June 5th – Bank of Canada (67% chance of an interest rate cut)
Canada CPI has been declining steadily this year, while growth readings remain below the strong US economic expansion, as Canada GDP registered a 0.6% growth at its most recent release on May 31st. Given its benign growth and inflation picture, the Bank of Canada is expected to start cutting interest rates as soon as its June meeting.
June 6th – European Central Bank (98% chance of an interest rate cut)
Given the Eurozone’s disinflationary trend coupled with its languishing economic growth, the ECB has communicated its intention to commence interest rate cuts at its June meeting as it aims to bring down borrowing costs.
June 12th – US Federal Reserve (2% chance of an interest rate cut)
Unlike economic conditions in Canada and the Eurozone, the policy picture remains muddled in the US. Above-trend inflation is at odds with the Fed’s intention to lower interest rates over time to bring its policy rate closer to its neutral rate of 2.5%. While we do not expect any policy changes during its June meeting, the Fed’s quarterly Summary of Economic Projections, Dot Plot, and Powell’s remarks during his customary press conference will further illuminate the Fed’s policy stance. We continue to believe that the FOMC is determined to cut rates in the face of weaker data and has largely ruled out rate hikes, which continue to present an asymmetric outcome to lower rates.

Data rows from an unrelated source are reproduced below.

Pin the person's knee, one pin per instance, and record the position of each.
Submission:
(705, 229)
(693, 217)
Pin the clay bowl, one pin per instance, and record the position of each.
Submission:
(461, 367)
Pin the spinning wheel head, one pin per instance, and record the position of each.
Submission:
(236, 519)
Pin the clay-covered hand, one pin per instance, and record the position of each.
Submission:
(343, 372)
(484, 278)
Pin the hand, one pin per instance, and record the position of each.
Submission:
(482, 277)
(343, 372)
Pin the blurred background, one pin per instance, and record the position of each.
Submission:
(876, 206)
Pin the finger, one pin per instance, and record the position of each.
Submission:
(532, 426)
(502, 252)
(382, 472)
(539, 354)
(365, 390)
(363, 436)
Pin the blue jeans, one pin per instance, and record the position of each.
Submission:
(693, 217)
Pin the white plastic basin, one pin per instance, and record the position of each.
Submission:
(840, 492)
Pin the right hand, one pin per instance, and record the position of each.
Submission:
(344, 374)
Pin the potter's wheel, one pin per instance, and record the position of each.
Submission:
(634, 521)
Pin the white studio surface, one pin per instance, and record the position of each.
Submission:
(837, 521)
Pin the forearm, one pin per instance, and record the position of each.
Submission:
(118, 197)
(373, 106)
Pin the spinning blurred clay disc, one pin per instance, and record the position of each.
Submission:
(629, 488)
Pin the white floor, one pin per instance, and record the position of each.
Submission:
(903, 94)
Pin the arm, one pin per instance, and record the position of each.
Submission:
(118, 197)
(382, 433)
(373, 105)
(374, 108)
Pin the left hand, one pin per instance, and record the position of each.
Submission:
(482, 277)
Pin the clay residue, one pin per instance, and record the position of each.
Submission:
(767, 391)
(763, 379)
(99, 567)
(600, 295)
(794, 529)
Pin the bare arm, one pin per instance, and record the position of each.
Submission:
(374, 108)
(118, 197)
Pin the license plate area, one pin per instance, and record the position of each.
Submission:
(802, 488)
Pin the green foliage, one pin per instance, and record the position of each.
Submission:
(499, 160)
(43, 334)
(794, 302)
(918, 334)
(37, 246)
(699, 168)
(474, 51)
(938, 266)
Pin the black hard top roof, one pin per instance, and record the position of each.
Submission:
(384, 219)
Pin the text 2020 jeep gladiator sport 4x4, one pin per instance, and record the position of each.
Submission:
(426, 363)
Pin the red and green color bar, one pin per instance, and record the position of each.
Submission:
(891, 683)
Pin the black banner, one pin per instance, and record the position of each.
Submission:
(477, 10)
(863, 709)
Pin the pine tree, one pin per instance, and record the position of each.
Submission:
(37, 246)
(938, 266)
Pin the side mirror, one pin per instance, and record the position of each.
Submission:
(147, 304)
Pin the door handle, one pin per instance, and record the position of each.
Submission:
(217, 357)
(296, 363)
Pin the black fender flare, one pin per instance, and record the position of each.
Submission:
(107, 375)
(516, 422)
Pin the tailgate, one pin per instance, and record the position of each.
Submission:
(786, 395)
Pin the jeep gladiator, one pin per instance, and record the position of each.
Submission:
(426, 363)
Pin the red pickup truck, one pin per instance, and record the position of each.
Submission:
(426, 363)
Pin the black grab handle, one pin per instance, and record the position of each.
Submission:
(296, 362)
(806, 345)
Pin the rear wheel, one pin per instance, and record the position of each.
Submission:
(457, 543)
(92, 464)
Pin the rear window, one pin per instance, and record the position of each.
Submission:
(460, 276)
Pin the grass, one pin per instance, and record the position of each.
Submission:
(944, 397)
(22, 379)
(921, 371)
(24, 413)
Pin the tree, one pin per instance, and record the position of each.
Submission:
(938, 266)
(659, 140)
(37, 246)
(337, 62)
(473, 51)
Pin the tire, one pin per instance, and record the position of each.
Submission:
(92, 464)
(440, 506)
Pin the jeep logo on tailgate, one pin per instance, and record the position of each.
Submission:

June 14th – Bank of Japan (26% chance of an interest rate hike)
The BOJ is the lone major central bank that is expected to tighten its policy stance and raise interest rates this year. While it is not expected to act in raising its policy rate during the June meeting, the BOJ could strongly indicate an impending rate hike in July. As a percentage of GDP, Japan is the most indebted major economy in the world by a wide margin, so the BOJ will have to take special care to raise interest rates amid extreme interest rate volatility, as markets have pushed the yen to its weakest level in four decades.
June 20th – Bank of England (6% chance of an interest rate cut)
While the Bank of England has indicated that interest rates are in restrictive territory, it is not expected to lower them in June due to strong services inflation releases in April. Like the Fed, the BOE is keen to cut rates if inflation moderates over the coming months.
If all goes according to market pricing, all else equal, we don’t expect a huge move in markets. All eyes continue to be on inflation data, which will determine the timeline for ECB and FOMC rate cut decisions.